16.03.2014, 17:50, Sebastian Czarnecki 1736 komentarzy
Błędy, chaos i kopanina, tak można krótko skomentować to, co wyprawiało się dzisiaj na White Hart Lane. Mimo że oglądaliśmy całkiem dobry mecz, w którym nie brakowało efektownych akcji, widowiskowych parad bramkarskich i kontrowersji, to każda ze stron popełniła mnóstwo błędów nie tylko w defensywie, ale i w ataku. Tottenham za żadne skarby nie potrafił wykorzystać nieporadności swoich przeciwników w obronie, z kolei Kanonierzy nie mieli żadnego pomysłu na grę. A jeżeli już jakimś cudem przedostawali się pod pole karne Llorisa, to nie potrafili go pokonać. Całe szczęście, że bramka przyszła szybko, bo już w 72. sekundzie meczu, kiedy jeszcze żadna ze stron nie wiedziała, co na nich czeka. Z pomocą przyszedł nieoceniony, niedoceniany i jedyny w swoim rodzaju Tomas Rosicky, bohater ostatnich tygodni w londyńskim Arsenalu.
Tottenham: Lloris - Naughton, Vertonghen, Kaboul, Rose - Bentaleb, Sandro (68. Paulinho) - Chadli (69. Sigurdsson), Eriksen (82. Soldado), Townsend - Adebayor
Arsenal: Szczęsny - Sagna, Mertesacker, Koscielny, Gibbs - Arteta, Chamberlain (85. Vermaelen) - Rosicky (69. Flamini), Cazorla, Podolski (77. Monreal) - Giroud
Cóż za początek spotkania! Już w 72. sekundzie meczu Rosicky przeprowadził dwójkową akcję z Aleksem Chamberlainem i po podaniu Anglika oddał potężny strzał, przy którym Hugo Lloris nie miał absolutnie nic do powiedzenia! Przepiękne trafienie Czecha i 1-0 dla Arsenalu!
Kolejne minuty emanowały spokojem. Kanonierzy uspokoili tempo gry i nie pozwolili, by drużyna gospodarzy zagroziła ich bramce. Mecz się wyrównał, a na murawie nie działo się nic godnego uwagi.
W 15. minucie Arsenal stanął przed fantastyczną okazją na podwyższenie prowadzenia. Alex Oxlade-Chamberlain dostał fantastyczne podanie na wolne pole od Rosicky'ego i wyszedł w sytuacji sam na sam z Hugo Llorisem.
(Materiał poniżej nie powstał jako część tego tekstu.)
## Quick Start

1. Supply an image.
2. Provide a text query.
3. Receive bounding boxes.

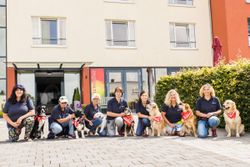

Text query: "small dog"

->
[180,103,197,137]
[72,111,85,138]
[146,103,166,136]
[30,105,47,139]
[122,108,135,137]
[223,100,245,137]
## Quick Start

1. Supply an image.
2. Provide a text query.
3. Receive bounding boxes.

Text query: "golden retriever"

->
[147,103,166,136]
[180,103,197,137]
[223,100,245,137]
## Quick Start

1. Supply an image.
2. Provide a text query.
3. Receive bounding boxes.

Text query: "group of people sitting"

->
[3,84,221,141]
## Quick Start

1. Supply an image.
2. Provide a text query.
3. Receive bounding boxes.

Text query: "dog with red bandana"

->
[223,100,245,137]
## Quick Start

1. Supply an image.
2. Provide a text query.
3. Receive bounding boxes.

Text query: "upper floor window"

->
[247,18,250,46]
[106,20,135,47]
[32,17,66,45]
[168,0,193,5]
[104,0,135,3]
[169,23,196,48]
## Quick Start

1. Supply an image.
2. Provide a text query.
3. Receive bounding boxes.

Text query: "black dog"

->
[30,105,47,139]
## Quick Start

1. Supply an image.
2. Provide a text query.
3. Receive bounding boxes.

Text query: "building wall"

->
[211,0,250,62]
[8,0,213,67]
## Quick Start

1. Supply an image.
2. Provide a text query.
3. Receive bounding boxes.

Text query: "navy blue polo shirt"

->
[3,99,34,127]
[135,102,149,119]
[84,103,101,120]
[107,98,128,120]
[51,104,74,122]
[196,97,221,114]
[161,104,182,123]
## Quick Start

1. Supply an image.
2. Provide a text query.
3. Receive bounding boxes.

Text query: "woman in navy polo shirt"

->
[135,91,151,136]
[3,85,35,142]
[161,89,182,135]
[83,93,102,136]
[107,87,128,136]
[196,84,221,138]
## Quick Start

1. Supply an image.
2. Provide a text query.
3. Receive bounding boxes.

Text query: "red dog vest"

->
[227,112,236,119]
[181,111,193,120]
[122,115,134,126]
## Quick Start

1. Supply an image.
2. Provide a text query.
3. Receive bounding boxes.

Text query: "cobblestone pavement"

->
[0,119,250,167]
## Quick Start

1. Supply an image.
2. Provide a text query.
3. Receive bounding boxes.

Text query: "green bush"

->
[155,60,250,131]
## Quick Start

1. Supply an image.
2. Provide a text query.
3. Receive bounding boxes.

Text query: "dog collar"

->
[227,111,236,119]
[181,111,193,120]
[153,116,162,122]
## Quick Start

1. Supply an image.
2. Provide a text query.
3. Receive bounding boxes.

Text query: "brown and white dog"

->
[122,108,135,137]
[180,103,197,137]
[147,103,166,136]
[223,100,245,137]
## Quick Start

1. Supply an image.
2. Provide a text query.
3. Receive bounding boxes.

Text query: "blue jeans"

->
[86,118,102,133]
[50,120,75,135]
[197,116,220,138]
[136,118,151,136]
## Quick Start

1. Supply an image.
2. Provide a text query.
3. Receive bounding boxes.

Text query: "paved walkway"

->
[0,119,250,167]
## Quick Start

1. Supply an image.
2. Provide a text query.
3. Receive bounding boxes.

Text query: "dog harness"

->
[153,116,162,122]
[227,112,236,119]
[181,111,193,120]
[34,116,46,122]
[122,115,134,126]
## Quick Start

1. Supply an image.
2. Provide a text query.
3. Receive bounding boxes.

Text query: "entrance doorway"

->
[35,71,64,113]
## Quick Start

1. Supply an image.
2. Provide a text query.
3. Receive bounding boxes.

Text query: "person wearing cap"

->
[107,87,128,136]
[48,96,76,139]
[3,84,35,142]
[83,93,102,136]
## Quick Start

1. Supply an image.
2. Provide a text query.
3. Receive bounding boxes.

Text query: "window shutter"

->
[128,21,135,47]
[58,18,66,45]
[169,23,176,47]
[32,17,42,45]
[106,20,112,46]
[189,24,196,48]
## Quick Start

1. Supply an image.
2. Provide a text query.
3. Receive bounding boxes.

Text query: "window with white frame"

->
[169,23,196,48]
[168,0,193,5]
[32,17,66,45]
[104,0,135,3]
[247,18,250,46]
[106,20,135,47]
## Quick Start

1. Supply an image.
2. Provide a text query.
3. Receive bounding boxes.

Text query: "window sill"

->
[104,0,135,4]
[106,46,137,49]
[170,47,199,51]
[31,45,67,48]
[168,4,195,8]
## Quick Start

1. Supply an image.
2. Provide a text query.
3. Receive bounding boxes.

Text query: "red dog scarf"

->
[227,112,236,119]
[122,115,134,126]
[153,116,162,122]
[181,111,193,120]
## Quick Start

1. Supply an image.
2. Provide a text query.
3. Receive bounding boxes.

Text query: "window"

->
[170,23,196,48]
[0,7,6,27]
[0,0,6,5]
[0,28,6,57]
[248,18,250,46]
[32,17,66,45]
[168,0,193,5]
[106,21,135,47]
[104,0,134,3]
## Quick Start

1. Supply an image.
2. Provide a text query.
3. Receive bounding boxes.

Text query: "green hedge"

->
[155,60,250,131]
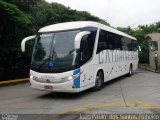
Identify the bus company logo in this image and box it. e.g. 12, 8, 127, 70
46, 79, 51, 83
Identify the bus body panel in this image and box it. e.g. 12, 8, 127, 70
26, 22, 138, 93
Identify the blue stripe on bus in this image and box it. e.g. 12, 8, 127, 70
73, 68, 80, 88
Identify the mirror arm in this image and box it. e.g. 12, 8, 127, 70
21, 35, 36, 52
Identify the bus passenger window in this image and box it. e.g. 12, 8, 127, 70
97, 30, 109, 54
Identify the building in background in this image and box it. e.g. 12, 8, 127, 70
146, 28, 160, 71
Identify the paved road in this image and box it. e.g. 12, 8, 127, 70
0, 69, 160, 120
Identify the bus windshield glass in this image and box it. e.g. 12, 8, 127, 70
31, 30, 80, 69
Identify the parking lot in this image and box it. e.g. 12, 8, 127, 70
0, 69, 160, 120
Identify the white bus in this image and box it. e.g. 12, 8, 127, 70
21, 21, 139, 93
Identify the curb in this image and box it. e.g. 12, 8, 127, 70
0, 78, 29, 85
138, 66, 159, 73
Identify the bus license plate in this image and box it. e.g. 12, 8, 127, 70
44, 85, 53, 90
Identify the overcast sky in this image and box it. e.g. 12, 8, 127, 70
46, 0, 160, 27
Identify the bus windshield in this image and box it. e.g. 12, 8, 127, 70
31, 30, 80, 69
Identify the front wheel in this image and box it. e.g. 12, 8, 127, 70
93, 72, 104, 91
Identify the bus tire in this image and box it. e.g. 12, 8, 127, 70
92, 71, 104, 91
128, 64, 133, 76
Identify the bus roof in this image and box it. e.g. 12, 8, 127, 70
38, 21, 137, 40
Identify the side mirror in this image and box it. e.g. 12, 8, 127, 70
74, 31, 91, 49
138, 46, 142, 51
21, 35, 36, 52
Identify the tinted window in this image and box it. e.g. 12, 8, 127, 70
97, 30, 113, 53
80, 30, 97, 63
132, 40, 138, 51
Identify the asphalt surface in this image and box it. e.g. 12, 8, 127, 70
0, 69, 160, 120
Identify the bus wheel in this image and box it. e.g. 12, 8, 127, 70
128, 64, 133, 76
93, 71, 104, 91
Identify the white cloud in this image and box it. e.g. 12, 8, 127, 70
46, 0, 160, 27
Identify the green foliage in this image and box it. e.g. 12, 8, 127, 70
117, 22, 160, 63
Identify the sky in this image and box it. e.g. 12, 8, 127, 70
46, 0, 160, 27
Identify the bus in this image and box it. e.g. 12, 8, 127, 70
21, 21, 139, 93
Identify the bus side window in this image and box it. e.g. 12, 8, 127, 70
132, 40, 138, 51
97, 30, 111, 54
112, 33, 122, 50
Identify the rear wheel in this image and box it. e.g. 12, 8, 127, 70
93, 72, 104, 91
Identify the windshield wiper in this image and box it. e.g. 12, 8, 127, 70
38, 56, 51, 70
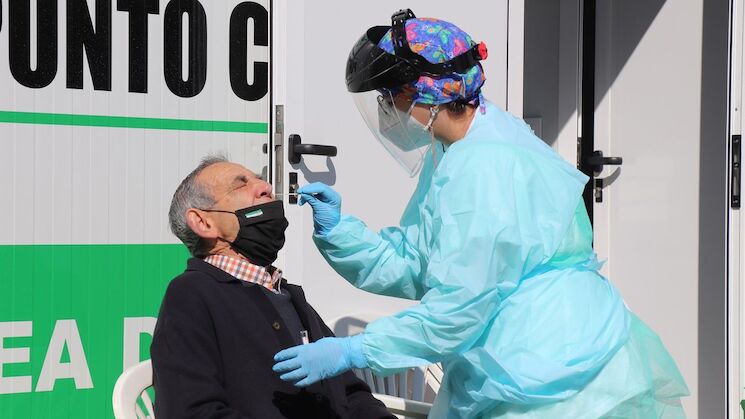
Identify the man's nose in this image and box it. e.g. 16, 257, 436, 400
255, 180, 272, 199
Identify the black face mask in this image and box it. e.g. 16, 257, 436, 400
203, 201, 289, 266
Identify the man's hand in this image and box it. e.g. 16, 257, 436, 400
297, 182, 341, 235
272, 334, 367, 387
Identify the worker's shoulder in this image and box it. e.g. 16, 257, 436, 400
443, 137, 556, 170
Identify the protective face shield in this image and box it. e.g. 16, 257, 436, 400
346, 9, 487, 177
352, 90, 432, 177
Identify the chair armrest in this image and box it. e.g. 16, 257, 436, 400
373, 393, 432, 419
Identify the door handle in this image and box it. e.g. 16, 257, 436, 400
585, 150, 623, 173
287, 134, 336, 164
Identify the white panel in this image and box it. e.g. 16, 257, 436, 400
0, 0, 269, 244
594, 1, 706, 417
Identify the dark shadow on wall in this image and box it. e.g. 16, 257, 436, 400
689, 0, 735, 418
523, 0, 665, 144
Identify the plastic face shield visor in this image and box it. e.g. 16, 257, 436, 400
346, 9, 488, 93
352, 90, 432, 177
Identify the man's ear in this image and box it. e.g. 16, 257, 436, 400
186, 208, 218, 239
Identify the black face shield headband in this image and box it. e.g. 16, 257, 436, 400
346, 9, 488, 93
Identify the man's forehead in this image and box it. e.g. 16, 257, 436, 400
199, 162, 257, 188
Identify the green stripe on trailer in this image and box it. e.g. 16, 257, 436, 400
0, 244, 188, 419
0, 111, 269, 134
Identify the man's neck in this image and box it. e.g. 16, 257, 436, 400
207, 240, 250, 262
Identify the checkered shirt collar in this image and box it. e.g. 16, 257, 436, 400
204, 255, 282, 292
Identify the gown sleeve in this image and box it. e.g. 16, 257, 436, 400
313, 215, 426, 300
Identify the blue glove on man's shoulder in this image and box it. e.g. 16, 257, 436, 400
272, 334, 367, 387
297, 182, 341, 236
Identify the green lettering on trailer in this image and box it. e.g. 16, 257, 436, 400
0, 244, 188, 419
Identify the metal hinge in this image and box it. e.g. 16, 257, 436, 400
730, 134, 742, 209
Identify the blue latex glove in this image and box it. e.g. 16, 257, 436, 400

Anglik miał tyle miejsca, że mógł zrobić z futbolówką dosłownie wszystko, jednak zachował się najgorzej jak tylko mógł i w fatalnym stylu próbował przelobować francuskiego golkipera.
Dwie minuty później podopieczni Arsene'a Wengera mieli szansę na kolejną akcję sam na sam z Llorisem. Tym razem podanie otrzymał jednak niezbyt dynamiczny Olivier Giroud, a francuski golkiper odważnie wyszedł z bramki, wyprzedził swojego rodaka i efektownym szczupakiem oddalił zagrożenie.
W 22. minucie goście mogli grać w dziesięciu i mieli dużo szczęścia, że Mike Dean nie sięgnął po czerwony kartonik, kiedy Bacary Sagna agresywnie powalił na ziemię Danny'ego Rose'a. Arbiter tym razem był łaskawy dla Kanonierów i nie wyrzucił Francuza z boiska, lecz gdyby to zrobił, nikt nie mógłby mieć do tego pretensji.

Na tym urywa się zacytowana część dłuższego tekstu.